Digital transformation minister Óscar López says ‘the profit of four tech companies cannot come at the expense of the rights of millions’ as Madrid’s regulatory package moves through parliament.
Spain’s digital transformation minister, Óscar López, said on Wednesday that Madrid would press ahead with a slate of rules targeting social media platforms and high-risk artificial intelligence systems, despite what he described as intensifying lobbying from American technology companies.
“The profit of four tech companies cannot come at the expense of the rights of millions,” López told reporters, citing pressure from “powerful voices” against proposals that would constrain high-risk AI and force platforms to disclose how their recommendation algorithms work.
The push has been gathering for months. In February, Prime Minister Pedro Sánchez announced from the World Government Summit in Dubai that Spain would ban social media for users under 16, an amendment now winding through parliament as part of an existing digital child-protection bill.
Sánchez also pledged to criminalise the manipulation of algorithms to amplify illegal content and to hold executives personally liable for failures to remove it.
Separately, Spain has approved draft legislation curbing AI deepfakes, setting 16 as the age of consent for image use and banning unauthorised AI-generated likenesses in advertising.
In February, prosecutors opened a probe into major platforms over AI-generated child sexual abuse material distributed on their services, Al Jazeera reported.
The regulatory programme sits inside a wider European arc. EU lawmakers struck a political deal in March on amendments to the bloc’s AI Act, including a prohibition on non-consensual intimate deepfakes and a delay of the high-risk system deadline to December 2027.
Madrid has positioned itself as one of the bloc’s more forward-leaning capitals on enforcement, in part by building out the El Escorial data centre as a sovereign-cloud and AI platform announced by López earlier this year.
Industry opposition has been substantial.
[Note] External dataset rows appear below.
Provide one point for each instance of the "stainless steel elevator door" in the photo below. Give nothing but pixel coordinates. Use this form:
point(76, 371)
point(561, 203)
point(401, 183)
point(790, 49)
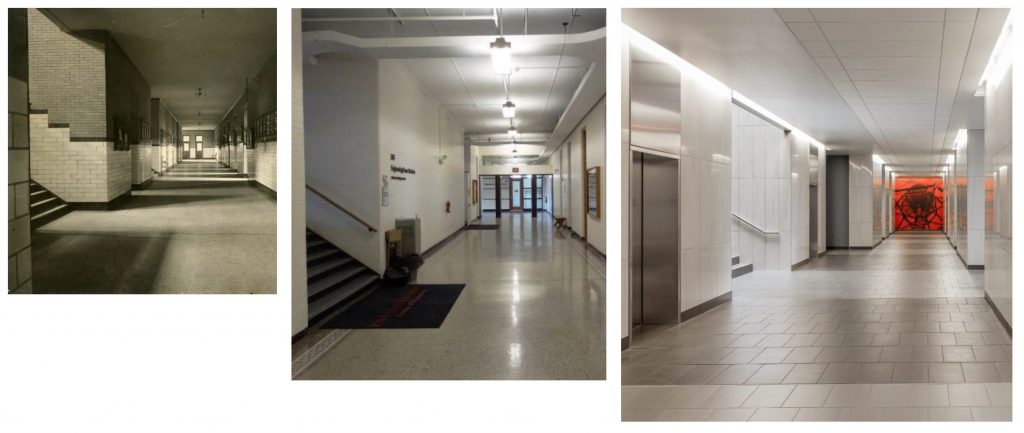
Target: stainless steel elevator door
point(654, 249)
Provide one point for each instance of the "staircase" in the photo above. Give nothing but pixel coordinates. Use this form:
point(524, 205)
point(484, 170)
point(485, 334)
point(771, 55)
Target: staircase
point(333, 277)
point(740, 268)
point(44, 206)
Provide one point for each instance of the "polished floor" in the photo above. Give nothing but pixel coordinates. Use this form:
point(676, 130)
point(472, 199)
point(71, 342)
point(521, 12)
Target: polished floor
point(197, 229)
point(534, 307)
point(898, 333)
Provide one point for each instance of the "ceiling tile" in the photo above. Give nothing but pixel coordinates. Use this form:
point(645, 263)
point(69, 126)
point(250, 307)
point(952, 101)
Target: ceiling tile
point(881, 14)
point(906, 31)
point(806, 32)
point(795, 15)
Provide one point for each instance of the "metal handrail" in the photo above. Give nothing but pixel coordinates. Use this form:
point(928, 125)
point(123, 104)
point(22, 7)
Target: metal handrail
point(755, 226)
point(341, 208)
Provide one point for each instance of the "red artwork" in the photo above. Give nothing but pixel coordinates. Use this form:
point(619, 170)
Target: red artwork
point(918, 204)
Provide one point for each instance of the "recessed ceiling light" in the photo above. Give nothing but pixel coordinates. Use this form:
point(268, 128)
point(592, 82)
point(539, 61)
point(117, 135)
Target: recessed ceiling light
point(501, 56)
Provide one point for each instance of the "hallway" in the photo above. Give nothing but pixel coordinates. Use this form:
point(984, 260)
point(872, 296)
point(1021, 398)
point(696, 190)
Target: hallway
point(898, 333)
point(199, 228)
point(534, 307)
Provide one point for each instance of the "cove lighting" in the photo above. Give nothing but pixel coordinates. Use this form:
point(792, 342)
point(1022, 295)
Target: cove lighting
point(999, 59)
point(501, 56)
point(664, 54)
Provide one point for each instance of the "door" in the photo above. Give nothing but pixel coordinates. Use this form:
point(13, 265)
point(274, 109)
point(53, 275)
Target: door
point(813, 208)
point(199, 146)
point(654, 240)
point(516, 193)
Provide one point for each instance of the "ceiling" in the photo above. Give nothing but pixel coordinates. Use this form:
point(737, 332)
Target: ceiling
point(894, 82)
point(180, 50)
point(451, 59)
point(444, 23)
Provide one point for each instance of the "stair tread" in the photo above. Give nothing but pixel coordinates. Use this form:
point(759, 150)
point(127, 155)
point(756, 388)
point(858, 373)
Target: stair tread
point(333, 279)
point(320, 268)
point(337, 296)
point(55, 209)
point(320, 254)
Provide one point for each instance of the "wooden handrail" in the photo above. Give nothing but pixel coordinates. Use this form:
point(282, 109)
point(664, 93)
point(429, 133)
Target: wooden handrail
point(341, 208)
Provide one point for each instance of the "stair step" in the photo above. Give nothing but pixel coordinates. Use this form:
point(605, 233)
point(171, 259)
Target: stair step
point(340, 294)
point(44, 201)
point(49, 216)
point(336, 277)
point(741, 269)
point(320, 269)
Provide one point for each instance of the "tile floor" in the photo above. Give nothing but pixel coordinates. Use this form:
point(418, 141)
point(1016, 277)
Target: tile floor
point(200, 228)
point(901, 332)
point(534, 307)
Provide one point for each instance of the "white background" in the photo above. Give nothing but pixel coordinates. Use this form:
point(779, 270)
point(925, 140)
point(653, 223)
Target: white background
point(222, 362)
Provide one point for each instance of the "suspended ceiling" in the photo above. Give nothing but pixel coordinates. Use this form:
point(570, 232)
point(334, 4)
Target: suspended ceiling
point(894, 82)
point(180, 50)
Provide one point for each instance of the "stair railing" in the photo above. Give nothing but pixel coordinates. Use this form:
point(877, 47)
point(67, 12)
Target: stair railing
point(341, 208)
point(755, 226)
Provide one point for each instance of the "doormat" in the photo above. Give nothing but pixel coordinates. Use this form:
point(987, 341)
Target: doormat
point(399, 306)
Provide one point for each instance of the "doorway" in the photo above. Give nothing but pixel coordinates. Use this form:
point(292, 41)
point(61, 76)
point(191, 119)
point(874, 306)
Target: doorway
point(516, 193)
point(653, 241)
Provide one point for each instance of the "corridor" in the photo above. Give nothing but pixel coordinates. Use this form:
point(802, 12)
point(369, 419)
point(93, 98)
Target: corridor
point(898, 333)
point(198, 228)
point(534, 307)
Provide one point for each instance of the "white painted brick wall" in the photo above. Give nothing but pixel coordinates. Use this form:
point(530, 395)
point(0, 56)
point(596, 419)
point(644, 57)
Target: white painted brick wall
point(141, 163)
point(80, 171)
point(266, 165)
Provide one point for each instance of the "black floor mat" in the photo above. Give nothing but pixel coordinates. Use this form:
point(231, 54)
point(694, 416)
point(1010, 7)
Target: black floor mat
point(399, 306)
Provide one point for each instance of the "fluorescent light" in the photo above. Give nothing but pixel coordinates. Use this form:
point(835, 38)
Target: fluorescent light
point(961, 139)
point(747, 102)
point(688, 70)
point(999, 59)
point(501, 56)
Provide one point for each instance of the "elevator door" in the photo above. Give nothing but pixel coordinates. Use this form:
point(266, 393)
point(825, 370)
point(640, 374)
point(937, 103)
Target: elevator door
point(654, 240)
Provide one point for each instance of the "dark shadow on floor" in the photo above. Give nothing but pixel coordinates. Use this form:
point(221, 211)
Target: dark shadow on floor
point(96, 263)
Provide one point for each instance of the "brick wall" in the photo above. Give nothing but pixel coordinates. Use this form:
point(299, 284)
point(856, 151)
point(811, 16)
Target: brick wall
point(266, 165)
point(73, 92)
point(77, 171)
point(141, 163)
point(18, 218)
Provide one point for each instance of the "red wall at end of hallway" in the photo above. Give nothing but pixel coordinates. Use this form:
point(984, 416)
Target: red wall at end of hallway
point(918, 204)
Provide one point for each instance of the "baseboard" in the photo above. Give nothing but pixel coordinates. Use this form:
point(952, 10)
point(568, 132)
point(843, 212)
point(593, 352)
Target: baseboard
point(999, 316)
point(143, 185)
point(298, 336)
point(263, 188)
point(426, 253)
point(104, 206)
point(705, 306)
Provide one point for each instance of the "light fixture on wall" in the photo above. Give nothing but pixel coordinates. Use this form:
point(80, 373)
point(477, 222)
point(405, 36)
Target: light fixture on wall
point(508, 110)
point(501, 56)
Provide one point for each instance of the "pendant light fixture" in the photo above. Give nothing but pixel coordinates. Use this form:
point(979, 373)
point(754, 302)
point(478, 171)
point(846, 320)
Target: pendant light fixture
point(508, 110)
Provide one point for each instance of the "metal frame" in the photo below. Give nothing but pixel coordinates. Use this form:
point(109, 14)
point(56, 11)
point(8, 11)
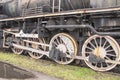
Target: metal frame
point(63, 13)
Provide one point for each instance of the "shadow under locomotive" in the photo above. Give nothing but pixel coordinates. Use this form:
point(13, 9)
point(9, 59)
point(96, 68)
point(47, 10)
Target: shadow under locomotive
point(8, 71)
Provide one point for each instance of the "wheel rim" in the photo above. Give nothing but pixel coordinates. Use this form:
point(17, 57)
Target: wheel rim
point(15, 49)
point(34, 54)
point(100, 48)
point(65, 43)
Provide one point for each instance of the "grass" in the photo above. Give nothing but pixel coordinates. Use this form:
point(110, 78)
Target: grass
point(65, 72)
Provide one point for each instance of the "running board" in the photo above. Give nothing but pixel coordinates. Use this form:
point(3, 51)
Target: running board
point(31, 49)
point(47, 54)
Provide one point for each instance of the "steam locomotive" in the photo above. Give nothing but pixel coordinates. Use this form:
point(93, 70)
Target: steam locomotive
point(63, 30)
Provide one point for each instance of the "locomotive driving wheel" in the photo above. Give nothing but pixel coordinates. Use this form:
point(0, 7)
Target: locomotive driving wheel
point(97, 49)
point(17, 50)
point(38, 47)
point(66, 46)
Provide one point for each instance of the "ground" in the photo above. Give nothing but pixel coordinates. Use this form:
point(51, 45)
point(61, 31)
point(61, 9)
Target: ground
point(56, 71)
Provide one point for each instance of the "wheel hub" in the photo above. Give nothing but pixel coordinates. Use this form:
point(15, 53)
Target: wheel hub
point(62, 48)
point(100, 52)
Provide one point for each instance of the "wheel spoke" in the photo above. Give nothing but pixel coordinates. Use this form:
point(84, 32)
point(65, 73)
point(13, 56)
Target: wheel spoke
point(105, 43)
point(100, 41)
point(110, 51)
point(108, 47)
point(111, 55)
point(66, 44)
point(90, 48)
point(96, 42)
point(102, 50)
point(92, 45)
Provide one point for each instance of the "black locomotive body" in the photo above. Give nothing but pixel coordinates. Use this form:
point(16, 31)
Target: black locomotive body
point(63, 30)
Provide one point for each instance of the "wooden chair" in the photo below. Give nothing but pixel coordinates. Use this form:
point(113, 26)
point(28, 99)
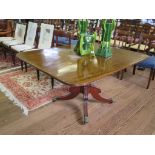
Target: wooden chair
point(45, 42)
point(6, 31)
point(29, 42)
point(62, 38)
point(18, 38)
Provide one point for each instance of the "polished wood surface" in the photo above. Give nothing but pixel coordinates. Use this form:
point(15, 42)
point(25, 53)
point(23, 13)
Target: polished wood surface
point(64, 65)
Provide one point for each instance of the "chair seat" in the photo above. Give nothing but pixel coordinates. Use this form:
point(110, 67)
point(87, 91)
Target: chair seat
point(22, 47)
point(12, 42)
point(6, 39)
point(148, 63)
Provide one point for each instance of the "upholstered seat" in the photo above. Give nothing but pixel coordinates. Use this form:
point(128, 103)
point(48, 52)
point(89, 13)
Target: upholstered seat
point(19, 36)
point(30, 38)
point(6, 39)
point(12, 42)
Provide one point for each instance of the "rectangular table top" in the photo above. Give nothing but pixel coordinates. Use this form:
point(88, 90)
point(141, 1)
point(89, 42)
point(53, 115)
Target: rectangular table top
point(64, 65)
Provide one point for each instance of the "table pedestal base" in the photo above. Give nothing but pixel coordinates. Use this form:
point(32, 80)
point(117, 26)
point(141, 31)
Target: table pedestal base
point(85, 90)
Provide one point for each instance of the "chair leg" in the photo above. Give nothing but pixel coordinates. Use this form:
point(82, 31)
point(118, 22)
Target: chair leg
point(122, 72)
point(118, 73)
point(25, 66)
point(4, 52)
point(150, 77)
point(52, 82)
point(134, 69)
point(21, 62)
point(38, 75)
point(153, 74)
point(13, 59)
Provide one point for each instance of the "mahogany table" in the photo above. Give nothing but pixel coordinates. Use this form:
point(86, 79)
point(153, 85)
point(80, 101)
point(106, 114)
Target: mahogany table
point(79, 72)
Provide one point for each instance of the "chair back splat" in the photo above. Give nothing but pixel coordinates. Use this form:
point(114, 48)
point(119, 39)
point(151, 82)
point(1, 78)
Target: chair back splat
point(46, 36)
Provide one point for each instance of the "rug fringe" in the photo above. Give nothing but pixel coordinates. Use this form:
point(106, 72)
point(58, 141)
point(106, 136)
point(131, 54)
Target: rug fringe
point(13, 99)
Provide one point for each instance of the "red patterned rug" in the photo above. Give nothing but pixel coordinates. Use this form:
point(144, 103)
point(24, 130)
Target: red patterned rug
point(27, 92)
point(6, 64)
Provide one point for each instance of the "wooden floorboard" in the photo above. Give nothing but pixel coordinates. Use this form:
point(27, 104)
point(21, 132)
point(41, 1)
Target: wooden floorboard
point(133, 111)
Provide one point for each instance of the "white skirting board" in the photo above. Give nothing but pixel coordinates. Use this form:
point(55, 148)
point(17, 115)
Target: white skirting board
point(13, 99)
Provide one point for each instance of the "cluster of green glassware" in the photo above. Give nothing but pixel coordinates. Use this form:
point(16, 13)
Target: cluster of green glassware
point(86, 42)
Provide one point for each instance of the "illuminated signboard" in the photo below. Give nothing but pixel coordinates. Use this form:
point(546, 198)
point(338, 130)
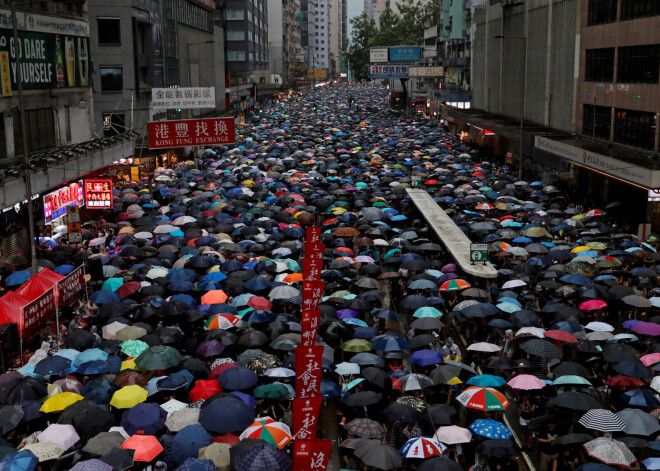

López did not name the companies he had in mind, but US filings show 11 American technology companies spent roughly $20 million on federal lobbying in the first three months of 2026, averaging $226,000 a day, according to figures reported by industry trackers.
The Spanish minister suggested the same pressure had reached Madrid, where it has so far failed to slow the legislative timetable.
Not all of Spain’s moves have landed cleanly. The under-16 proposal drew a personal attack from Elon Musk, who called Sánchez a “fascist totalitarian” on X in February, and child-rights groups have criticised parts of the package as more performative than enforceable.
Verification systems strong enough to meet López’s stated standard, of “real barriers, not just checkboxes,” remain technically and legally contested across Europe.
What is no longer contested is the direction of travel. Australia, France, Denmark and now Spain have legislated or announced age-gated access to social platforms within roughly a year of each other, and Sánchez has been pushing for an EU-wide adoption through what he calls a “coalition of the digitally willing.”
The Spanish package, if it clears parliament intact, will be one of the more aggressive national tests of whether such rules can survive both lobbying and legal challenge.
The under-16 amendment is expected to face its next parliamentary vote in the coming weeks.